The recent Electron 8.0, 8.1, and 8.2 releases make significant improvements to their framework for building cross-platform desktop apps with JavaScript, HTML, and CSS. Highlights in these releases include a performance boost in communication between main and renderer processes, better control over call stack, the addition of an HTTP parsing NODE_OPTION in a packaged Electron app, and a new useSessionCookies flag for secure use of the session cookie store.
The Electron 8.0 release modifies interprocess communication between package.json's main script and each web page in Electron. V8's structured clone algorithm for serialization reduces the time needed for interprocess communication without affecting the latency for small messages between the two processes.
Electron 8.0 also adds the ' --enable-api-filtering-logging' command-line switch for better control over the call stack. This command enables caller stack logging for the desktopCapturer and remote APIs.
The Electron 8.0 release adds a timeoutType property allowing developers to control the duration of Linux and Windows notifications. A new API session.downloadURL() replaces webContents.downloadURL(), which avoids performing any security checks that relate to a download page's origin to trigger downloads.
Previously, developers could set a custom traffic light positioning for browser window title bars on macOS. In Electron 8.1, developers can now set this property on the fly with a pair of APIs.

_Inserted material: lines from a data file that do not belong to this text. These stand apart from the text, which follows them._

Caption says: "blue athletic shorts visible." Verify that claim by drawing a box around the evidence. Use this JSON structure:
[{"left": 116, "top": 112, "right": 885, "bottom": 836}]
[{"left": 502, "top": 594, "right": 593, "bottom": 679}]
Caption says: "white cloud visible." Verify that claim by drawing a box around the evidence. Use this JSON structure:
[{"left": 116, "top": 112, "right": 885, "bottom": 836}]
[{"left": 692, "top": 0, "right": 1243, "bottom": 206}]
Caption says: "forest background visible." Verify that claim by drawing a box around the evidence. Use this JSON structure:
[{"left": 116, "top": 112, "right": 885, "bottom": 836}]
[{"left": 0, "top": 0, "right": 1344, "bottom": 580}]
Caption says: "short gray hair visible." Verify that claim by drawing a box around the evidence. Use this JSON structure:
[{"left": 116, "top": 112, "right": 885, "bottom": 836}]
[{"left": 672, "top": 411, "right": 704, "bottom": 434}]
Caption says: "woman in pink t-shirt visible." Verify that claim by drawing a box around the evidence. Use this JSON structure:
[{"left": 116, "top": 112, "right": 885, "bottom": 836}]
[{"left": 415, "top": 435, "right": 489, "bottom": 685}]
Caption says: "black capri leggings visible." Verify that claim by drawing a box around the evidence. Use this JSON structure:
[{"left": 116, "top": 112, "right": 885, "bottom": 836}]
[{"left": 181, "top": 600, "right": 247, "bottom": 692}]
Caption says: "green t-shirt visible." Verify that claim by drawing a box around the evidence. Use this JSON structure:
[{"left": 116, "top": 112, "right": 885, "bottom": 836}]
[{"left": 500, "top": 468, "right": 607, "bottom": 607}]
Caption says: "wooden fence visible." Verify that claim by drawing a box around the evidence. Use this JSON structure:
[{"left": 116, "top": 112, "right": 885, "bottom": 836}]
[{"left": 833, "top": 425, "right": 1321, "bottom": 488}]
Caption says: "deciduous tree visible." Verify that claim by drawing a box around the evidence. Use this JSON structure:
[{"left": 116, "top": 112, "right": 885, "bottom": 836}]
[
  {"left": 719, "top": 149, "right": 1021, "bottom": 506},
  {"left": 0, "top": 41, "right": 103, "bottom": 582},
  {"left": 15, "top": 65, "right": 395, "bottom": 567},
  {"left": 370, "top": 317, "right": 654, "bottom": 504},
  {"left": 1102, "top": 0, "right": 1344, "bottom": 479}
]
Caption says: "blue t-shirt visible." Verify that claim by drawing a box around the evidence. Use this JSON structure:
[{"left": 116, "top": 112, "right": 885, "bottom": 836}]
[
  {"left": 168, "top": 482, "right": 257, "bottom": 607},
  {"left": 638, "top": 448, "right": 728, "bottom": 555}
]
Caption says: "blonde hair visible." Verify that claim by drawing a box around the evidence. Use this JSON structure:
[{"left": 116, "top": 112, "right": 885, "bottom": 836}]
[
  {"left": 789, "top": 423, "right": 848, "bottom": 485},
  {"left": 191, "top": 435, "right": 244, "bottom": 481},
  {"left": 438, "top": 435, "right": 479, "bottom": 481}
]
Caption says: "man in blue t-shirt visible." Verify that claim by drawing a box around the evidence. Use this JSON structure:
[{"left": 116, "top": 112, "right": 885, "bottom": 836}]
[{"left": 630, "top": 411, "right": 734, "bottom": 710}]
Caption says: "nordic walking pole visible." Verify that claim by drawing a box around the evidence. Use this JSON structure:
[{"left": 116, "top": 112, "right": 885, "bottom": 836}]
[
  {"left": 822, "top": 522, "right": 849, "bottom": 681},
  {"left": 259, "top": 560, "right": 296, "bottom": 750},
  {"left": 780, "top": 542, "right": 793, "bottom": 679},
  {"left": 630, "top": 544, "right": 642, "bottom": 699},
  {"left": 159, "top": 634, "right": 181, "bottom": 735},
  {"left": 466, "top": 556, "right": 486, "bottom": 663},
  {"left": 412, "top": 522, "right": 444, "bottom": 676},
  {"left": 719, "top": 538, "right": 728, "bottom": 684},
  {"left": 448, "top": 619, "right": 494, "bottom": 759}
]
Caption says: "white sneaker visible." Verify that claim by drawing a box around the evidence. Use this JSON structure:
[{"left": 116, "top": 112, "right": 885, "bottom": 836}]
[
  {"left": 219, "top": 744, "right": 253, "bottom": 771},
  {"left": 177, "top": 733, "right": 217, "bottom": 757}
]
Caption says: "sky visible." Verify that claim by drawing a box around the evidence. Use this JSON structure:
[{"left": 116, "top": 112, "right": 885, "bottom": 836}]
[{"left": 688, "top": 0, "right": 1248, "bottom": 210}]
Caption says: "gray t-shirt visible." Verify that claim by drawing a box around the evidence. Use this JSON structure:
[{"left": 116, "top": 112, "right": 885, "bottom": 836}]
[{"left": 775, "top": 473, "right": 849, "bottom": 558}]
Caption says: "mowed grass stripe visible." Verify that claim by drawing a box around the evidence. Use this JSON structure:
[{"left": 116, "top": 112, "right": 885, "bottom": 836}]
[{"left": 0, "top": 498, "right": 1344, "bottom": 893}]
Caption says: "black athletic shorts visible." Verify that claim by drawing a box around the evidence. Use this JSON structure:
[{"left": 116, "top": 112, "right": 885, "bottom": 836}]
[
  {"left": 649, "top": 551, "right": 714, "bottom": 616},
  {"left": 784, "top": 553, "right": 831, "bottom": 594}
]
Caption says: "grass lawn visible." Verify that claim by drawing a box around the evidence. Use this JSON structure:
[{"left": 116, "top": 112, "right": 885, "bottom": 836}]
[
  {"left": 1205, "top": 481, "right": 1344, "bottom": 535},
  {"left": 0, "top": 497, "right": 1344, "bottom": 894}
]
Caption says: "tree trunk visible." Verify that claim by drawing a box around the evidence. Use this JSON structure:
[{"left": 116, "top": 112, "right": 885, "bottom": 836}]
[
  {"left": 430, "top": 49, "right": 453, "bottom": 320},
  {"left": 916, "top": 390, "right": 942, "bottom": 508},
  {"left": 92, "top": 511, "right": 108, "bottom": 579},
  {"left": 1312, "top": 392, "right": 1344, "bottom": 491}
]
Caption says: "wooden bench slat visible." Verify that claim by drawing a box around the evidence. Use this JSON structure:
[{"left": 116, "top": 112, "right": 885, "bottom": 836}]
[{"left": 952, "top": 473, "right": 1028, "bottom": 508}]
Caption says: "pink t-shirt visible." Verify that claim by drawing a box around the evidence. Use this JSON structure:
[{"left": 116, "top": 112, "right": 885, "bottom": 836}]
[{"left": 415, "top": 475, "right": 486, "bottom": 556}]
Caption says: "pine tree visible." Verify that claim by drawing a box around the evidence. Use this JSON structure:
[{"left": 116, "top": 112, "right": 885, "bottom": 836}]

Electron uses Node.js internally, and as of Node.js 11.5, the default HTTP parser was replaced, which broke several use cases and took a stricter approach to HTTP header parsing and validity. Electron 8.1 introduces the '--http-parser=parser' NODE_OPTION, allowing developers to switch to alternative HTTP parsers.
In previous versions of Electron, the audioMuted property was not working for WebViews. The webview.audioMuted = true was supposed to mute the WebViews but instead triggered the following warning. The Electron 8.1 release fixed this issue.
In recent releases of Electron, the net module which issues HTTP/HTTPS requests was designed to send a fetch-like request from the main process. But this net module lacked secure support for using cookies in the same manner as fetch requests. This limitation encourages hacks and insecure direct usage of the Cookies header.
Electron 8.2 introduces a new useSessionCookies flag for network requests to securely use the session cookie store similar to a fetch request. This new flag leverages Chromium's internal cookie store logic for all network requests.
The Electron 8.2 release also introduces a disableDialog option to Webpreferences. The option allows disabling dialogs similar to the safeDialogs option with the ability to override safeDialogs behavior completely.
Electron 8.2 fixes a crash that could occur when sending arrays over interprocess communication. The release also fixes an issue where mutating the global Object prototype could cause internal Electron logic to throw errors.
Developers have shown generally positive responses towards caller stack logging and HTTP parsing alternatives, but there are still a few concerns. The setBackground property is not working in Electron 8.x.x, and page rendering performance drops significantly after updating Electron to the latest version. Developers want the remote module disabled by default due to its security liability. In the future, Electron plans to remove process model patches for better performance, security, and maintainability.
Electron is an open-source framework used to build cross-platform desktop apps with JavaScript, HTML, and CSS that leverages Node.js and Chromium. Electron is available under the MIT License. Contributions are welcome via the Electron GitHub repository and should follow the Electron's contribution guidelines and code of conduct.